Just before my procedure I met the anæsthetist who inserted a cannula into a vein on the back of my dominant hand. I was then wheeled into the theatre and placed onto my left side. The anæsthetist connected the bung to a line and injected the propofol. I felt a tightness in my chest and a warmth throughout my body and some prickling in my chest and then I remember waking up with a sore throat and a sore arse. Apparently I vomited a little in the procedure and my GE had some difficulty inserting the colonoscope. By the time I had woken up and wasn’t feeling groggy I could read the preliminary report which revealed my GE had seen my cæcum and on withdrawing the colonoscope he saw half a dozen polyps in my rectum as well as moderately severe hæmorrhoids. He used jumbo forceps to remove the polyps which were referred to an anatomical pathologist for histopathological examination. I also notice the vein the cannula was in had been pranged which would mean about ten days of a multicoloured hand.
On the Friday morning in the mail I received my results. No dysplasia and no malignancy. I don’t have bowel carcinoma. Happy days!
Given my boss, the Chief Medical Officer of Australia, had sent me the invitation to participate in the screening program by collecting a specimen for faecal occult blood testing I contacted him with the good news. I wonder how many departmental staff contact him about the letter they receive. Yeah…I know I’m a smart arse. On the subject of arses, it took a few days for the pain to abate but I was able to eat normally on the night of the procedure.

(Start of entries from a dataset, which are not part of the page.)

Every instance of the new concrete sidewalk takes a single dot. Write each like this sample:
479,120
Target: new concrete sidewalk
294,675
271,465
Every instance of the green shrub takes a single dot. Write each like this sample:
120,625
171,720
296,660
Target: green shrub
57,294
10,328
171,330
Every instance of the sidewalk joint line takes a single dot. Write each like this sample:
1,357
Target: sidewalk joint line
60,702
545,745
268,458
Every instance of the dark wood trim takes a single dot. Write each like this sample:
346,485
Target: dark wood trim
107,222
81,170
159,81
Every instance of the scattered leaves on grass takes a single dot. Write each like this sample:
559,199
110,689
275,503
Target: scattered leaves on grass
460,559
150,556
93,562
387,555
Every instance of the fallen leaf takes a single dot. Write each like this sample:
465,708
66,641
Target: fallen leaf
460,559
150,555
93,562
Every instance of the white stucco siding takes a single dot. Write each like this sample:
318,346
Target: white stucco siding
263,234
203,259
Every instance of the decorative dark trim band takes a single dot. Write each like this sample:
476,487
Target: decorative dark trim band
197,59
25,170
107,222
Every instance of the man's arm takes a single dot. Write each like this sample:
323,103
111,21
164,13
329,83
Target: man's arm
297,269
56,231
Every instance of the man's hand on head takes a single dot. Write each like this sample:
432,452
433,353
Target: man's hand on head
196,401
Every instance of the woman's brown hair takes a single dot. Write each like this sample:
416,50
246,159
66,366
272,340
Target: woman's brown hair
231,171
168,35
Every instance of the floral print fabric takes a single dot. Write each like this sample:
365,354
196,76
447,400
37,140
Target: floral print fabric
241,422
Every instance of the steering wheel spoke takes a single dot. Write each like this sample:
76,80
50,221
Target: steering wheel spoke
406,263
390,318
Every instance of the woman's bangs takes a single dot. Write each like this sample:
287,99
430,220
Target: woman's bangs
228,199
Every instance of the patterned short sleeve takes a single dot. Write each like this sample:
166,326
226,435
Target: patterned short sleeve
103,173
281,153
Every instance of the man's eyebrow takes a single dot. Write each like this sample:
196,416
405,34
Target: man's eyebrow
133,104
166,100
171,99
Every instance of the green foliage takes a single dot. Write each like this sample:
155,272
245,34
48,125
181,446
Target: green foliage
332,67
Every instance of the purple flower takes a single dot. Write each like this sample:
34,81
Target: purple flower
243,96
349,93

I’m grateful to the Australian Government for screening program which I know saves lives. I don’t say that because (in full disclosure) I work for the Australian Government Department of Health, I say that because it is true.
If you’re Australian or an Australian resident and you receive a letter from the CMO of the day advising you to collect specimens for testing I highly recommend you heed the advice. A negative faecal occult blood test has a very high negative predictive value which means the likelihood of you having a malignancy despite a nonreactive result is incredibly small. The program is very sophisticated with very dedicated government officials running it, highly qualified medical laboratory scientists and pathologists performing the testing and a group of highly esteemed medical experts providing advice to the government. If you have a reactive FOBT result, then you can rest easy in the knowledge that the Australian healthcare system is second to none and under our universal health insurance scheme your out of pocket expenses are small when compared with comparable care in other highly developed countries.
We have a good government. It’s good to know our government wants to prevent bowel carcinoma and protect the lives of all Australians.